On finding that the case was no better the next morning
they decided to send to Anglebury for a surgeon.

Towards evening he arrived, and pronounced the disease
to be acute inflammation induced by Clym's night studies,
continued in spite of a cold previously caught, which had
weakened his eyes for the time.

Fretting with impatience at this interruption to a task he was
so anxious to hasten, Clym was transformed into an invalid.
He was shut up in a room from which all light was excluded,
and his condition would have been one of absolute
misery had not Eustacia read to him by the glimmer of a
shaded lamp. He hoped that the worst would soon be over;
but at the surgeon's third visit he learnt to his dismay
that although he might venture out of doors with shaded
eyes in the course of a month, all thought of pursuing
his work, or of reading print of any description,
would have to be given up for a long time to come.

One week and another week wore on, and nothing
seemed to lighten the gloom of the young couple.
Dreadful imaginings occurred to Eustacia, but she
carefully refrained from uttering them to her husband.
Suppose he should become blind, or, at all events,
never recover sufficient strength of sight to engage
in an occupation which would be congenial to her feelings,
and conduce to her removal from this lonely dwelling among
the hills? That dream of beautiful Paris was not likely
to cohere into substance in the presence of this misfortune.
As day after day passed by, and he got no better,
her mind ran more and more in this mournful groove,
and she would go away from him into the garden and weep
despairing tears.

Yeobright thought he would send for his mother;
and then he thought he would not. Knowledge of his state
could only make her the more unhappy; and the seclusion
of their life was such that she would hardly be likely
to learn the news except through a special messenger.
Endeavouring to take the trouble as philosophically
as possible, he waited on till the third week had arrived,
when he went into the open air for the first time since
the attack. The surgeon visited him again at this stage,
and Clym urged him to express a distinct opinion.
The young man learnt with added surprise that the date at
which he might expect to resume his labours was as uncertain
as ever, his eyes being in that peculiar state which,
though affording him sight enough for walking about,
would not admit of their being strained upon any definite
object without incurring the risk of reproducing ophthalmia
in its acute form.

Clym was very grave at the intelligence, but not despairing.
A quiet firmness, and even cheerfulness, took possession
of him. He was not to be blind; that was enough.
To be doomed to behold the world through smoked glass
for an indefinite period was bad enough, and fatal
to any kind of advance; but Yeobright was an absolute
stoic in the face of mishaps which only affected his
social standing; and, apart from Eustacia, the humblest
walk of life would satisfy him if it could be made to work
in with some form of his culture scheme. To keep a cottage
night-school was one such form; and his affliction did
not master his spirit as it might otherwise have done.
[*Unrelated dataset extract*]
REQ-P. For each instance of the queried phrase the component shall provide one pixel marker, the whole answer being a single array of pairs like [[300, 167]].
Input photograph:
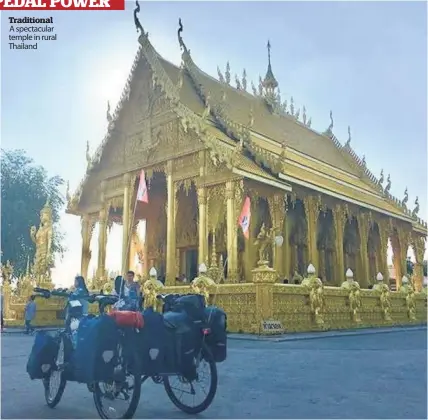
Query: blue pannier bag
[[42, 356], [95, 356]]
He walked through the warm sun westward into those tracts
of Egdon with which he was best acquainted, being those
lying nearer to his old home. He saw before him in one
of the valleys the gleaming of whetted iron, and advancing,
dimly perceived that the shine came from the tool of a
man who was cutting furze. The worker recognized Clym,
and Yeobright learnt from the voice that the speaker
was Humphrey.

Humphrey expressed his sorrow at Clym's condition,
and added, "Now, if yours was low-class work like mine,
you could go on with it just the same."

"Yes, I could," said Yeobright musingly. "How much
do you get for cutting these faggots?"

"Half-a-crown a hundred, and in these long days I can
live very well on the wages."

During the whole of Yeobright's walk home to Alderworth he
was lost in reflections which were not of an unpleasant kind.
On his coming up to the house Eustacia spoke to him
from the open window, and he went across to her.

"Darling," he said, "I am much happier. And if my mother
were reconciled to me and to you I should, I think,
be happy quite."

"I fear that will never be," she said, looking afar
with her beautiful stormy eyes. "How CAN you say
'I am happier,' and nothing changed?"

"It arises from my having at last discovered something I
can do, and get a living at, in this time of misfortune."


"I am going to be a furze- and turf-cutter."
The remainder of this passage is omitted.